This repository contains the code for training, debugging, and inference of the Personalize SAM-HQ framework. It integrates improvements from SAM, PerSAM, SAM-HQ to provide a refined segmentation solution. Below is a detailed guide on how everything is organized and how to get started.
The proposed model would combine the strengths of personalized attention mechanisms from PerSAM with the high-quality intermediate processing of SAMHQ and the efficient post-processing of PerSAM-F. This, in theory, would create a segmentation model that is simultaneously personalized, high-quality, and computationally efficient.
- Target Guided Attention: Implement the reference-based attention mechanism from PerSAM that guides the model to focus on specific target objects across images
- Target Semantic Prompting: Incorporate the semantic prompting strategy that leverages high-level semantic understanding of the target object
- Utilize SAMHQ's enhanced mask decoder while using the modified perSAM image encoder
- Maintain the high-quality token relationships and feature extraction that produces more precise boundaries
- Implement the optimized mask refinement techniques while preserving the high-quality results from earlier stages
git clone https://github.com/yourusername/Personalize-SAM-HQ.git
cd Personalize-SAM-HQ
(Please note that different versions of the CUDA Toolkit may not be compatible with certain libraries (e.g., PyTorch, NumPy, etc.) due to specific version dependencies. It is recommended to manage dependencies holistically within a conda environment to ensure compatibility and stability across the software stack.)
We provide a Conda environment file that lists all dependencies. To install run:
conda env create -f conda_dependencies.yml
conda activate your_env_name
- Python 3.8+
- PyTorch with CUDA support
- NumPy
- OpenCV
- Matplotlib
- psutil
- pynvml (for GPU monitoring; ensure your NVIDIA drivers are installed)

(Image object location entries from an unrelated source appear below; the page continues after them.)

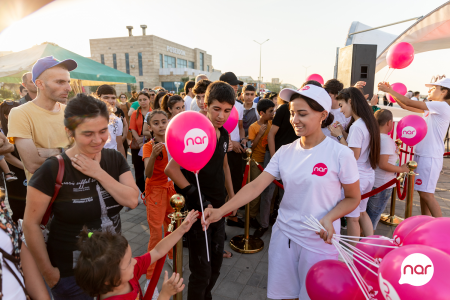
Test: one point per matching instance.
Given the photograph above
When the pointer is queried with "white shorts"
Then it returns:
(288, 265)
(429, 169)
(365, 185)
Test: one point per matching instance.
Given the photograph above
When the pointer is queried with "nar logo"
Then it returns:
(195, 141)
(320, 169)
(409, 132)
(417, 270)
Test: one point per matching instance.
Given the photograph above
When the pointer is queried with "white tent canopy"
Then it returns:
(432, 32)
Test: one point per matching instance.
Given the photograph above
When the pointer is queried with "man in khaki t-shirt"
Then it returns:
(37, 127)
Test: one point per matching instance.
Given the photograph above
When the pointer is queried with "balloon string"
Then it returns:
(203, 214)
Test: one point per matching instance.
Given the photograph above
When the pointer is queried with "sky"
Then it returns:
(301, 33)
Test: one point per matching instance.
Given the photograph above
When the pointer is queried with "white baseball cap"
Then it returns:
(318, 94)
(445, 82)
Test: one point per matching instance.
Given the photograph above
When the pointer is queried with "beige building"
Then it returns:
(152, 60)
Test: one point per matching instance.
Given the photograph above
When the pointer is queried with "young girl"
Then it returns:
(429, 152)
(364, 139)
(106, 269)
(305, 167)
(172, 105)
(158, 187)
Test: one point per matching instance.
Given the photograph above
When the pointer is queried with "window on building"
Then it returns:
(141, 72)
(181, 63)
(127, 63)
(114, 61)
(169, 62)
(202, 59)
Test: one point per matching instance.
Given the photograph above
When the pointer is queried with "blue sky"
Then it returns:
(301, 33)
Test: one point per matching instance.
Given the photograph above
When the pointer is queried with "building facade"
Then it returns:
(154, 61)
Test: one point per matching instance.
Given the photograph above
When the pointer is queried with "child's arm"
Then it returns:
(386, 166)
(169, 241)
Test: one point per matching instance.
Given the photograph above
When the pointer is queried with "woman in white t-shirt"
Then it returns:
(429, 152)
(364, 139)
(305, 166)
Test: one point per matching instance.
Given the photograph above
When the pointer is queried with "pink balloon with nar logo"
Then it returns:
(315, 77)
(232, 120)
(191, 140)
(399, 88)
(411, 130)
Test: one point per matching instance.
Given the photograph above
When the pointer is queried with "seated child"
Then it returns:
(107, 270)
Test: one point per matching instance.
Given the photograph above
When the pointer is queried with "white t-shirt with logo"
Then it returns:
(312, 186)
(387, 147)
(115, 128)
(235, 137)
(437, 118)
(359, 137)
(339, 117)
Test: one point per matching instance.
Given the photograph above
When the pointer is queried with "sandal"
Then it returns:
(11, 178)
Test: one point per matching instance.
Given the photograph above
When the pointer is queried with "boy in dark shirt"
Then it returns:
(215, 184)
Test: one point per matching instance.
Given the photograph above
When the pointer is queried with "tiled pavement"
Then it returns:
(244, 276)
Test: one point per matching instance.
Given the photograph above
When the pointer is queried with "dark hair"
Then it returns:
(264, 104)
(105, 89)
(248, 88)
(383, 116)
(98, 267)
(169, 102)
(82, 107)
(361, 108)
(333, 86)
(220, 91)
(189, 85)
(316, 107)
(201, 86)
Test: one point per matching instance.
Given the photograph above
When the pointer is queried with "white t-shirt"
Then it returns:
(387, 147)
(359, 137)
(115, 128)
(11, 287)
(235, 137)
(187, 102)
(305, 173)
(438, 118)
(339, 117)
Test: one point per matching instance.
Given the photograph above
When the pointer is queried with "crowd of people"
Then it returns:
(326, 145)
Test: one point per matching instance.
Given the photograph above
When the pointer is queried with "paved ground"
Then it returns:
(244, 276)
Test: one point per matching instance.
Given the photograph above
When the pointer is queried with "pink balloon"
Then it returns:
(415, 272)
(373, 251)
(191, 140)
(400, 55)
(411, 130)
(331, 279)
(399, 88)
(232, 121)
(434, 233)
(315, 77)
(405, 227)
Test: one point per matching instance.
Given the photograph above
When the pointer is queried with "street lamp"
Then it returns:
(260, 50)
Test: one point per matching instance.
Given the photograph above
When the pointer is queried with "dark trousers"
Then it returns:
(235, 164)
(204, 274)
(139, 169)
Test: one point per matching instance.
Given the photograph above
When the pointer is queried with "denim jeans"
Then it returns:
(67, 289)
(377, 204)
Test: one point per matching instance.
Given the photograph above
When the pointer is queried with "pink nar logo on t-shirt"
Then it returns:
(320, 169)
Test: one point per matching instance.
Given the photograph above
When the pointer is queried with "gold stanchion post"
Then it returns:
(412, 165)
(177, 202)
(247, 243)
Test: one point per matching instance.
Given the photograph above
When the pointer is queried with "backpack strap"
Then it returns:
(58, 185)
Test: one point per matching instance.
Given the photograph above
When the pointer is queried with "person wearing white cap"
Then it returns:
(306, 166)
(429, 152)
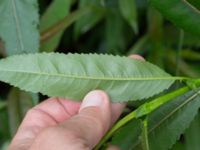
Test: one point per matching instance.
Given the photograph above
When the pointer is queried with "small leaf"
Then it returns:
(129, 12)
(2, 104)
(18, 27)
(85, 23)
(192, 135)
(181, 13)
(57, 11)
(63, 24)
(170, 121)
(74, 75)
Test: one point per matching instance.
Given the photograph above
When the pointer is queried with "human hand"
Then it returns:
(60, 124)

- argparse (standard library)
- Other utility libraries as listed in the conda_dependencies.yml
Also see: pynvml documentation for details on GPU monitoring.
Init Checkpoints
- Init checkpoint can be downloaded from hugging face link
pretrained_checkpoint
|____sam_vit_b_maskdecoder.pth
|____sam_vit_b_01ec64.pth
|____sam_vit_l_maskdecoder.pth
|____sam_vit_l_0b3195.pth
|____sam_vit_h_maskdecoder.pth
|____sam_vit_h_4b8939.pth
Input Files:
-
Images:
For inference with SAMHQ Inference script, place all input images (PNG format) in a folder, e.g.:
/home/samhq/sam-hq/Personalize-SAM-HQ/input_imgs_renishaw_select
For inference with Persam Inference script, the images and annotations need to be grouped on the basis of the subject and placed into the Annotation (PNG) and Images (JPG) folders respectively with names as double digit numbers starting from 00 (e.g. 00.png, 01.png, 02.png etc.). Place image files (JPG/PNG) and any accompanying data required for training or evaluation in clearly defined folders for training; JPGs for images (im), PNGS for masks (gt). -
JSON Prompts (for Inference):
Create corresponding JSON files with the same base name (with.json
extension) in a separate folder, e.g.:
/home/samhq/sam-hq/Personalize-SAM-HQ/json_select
Each JSON must include a field called"clicked_points"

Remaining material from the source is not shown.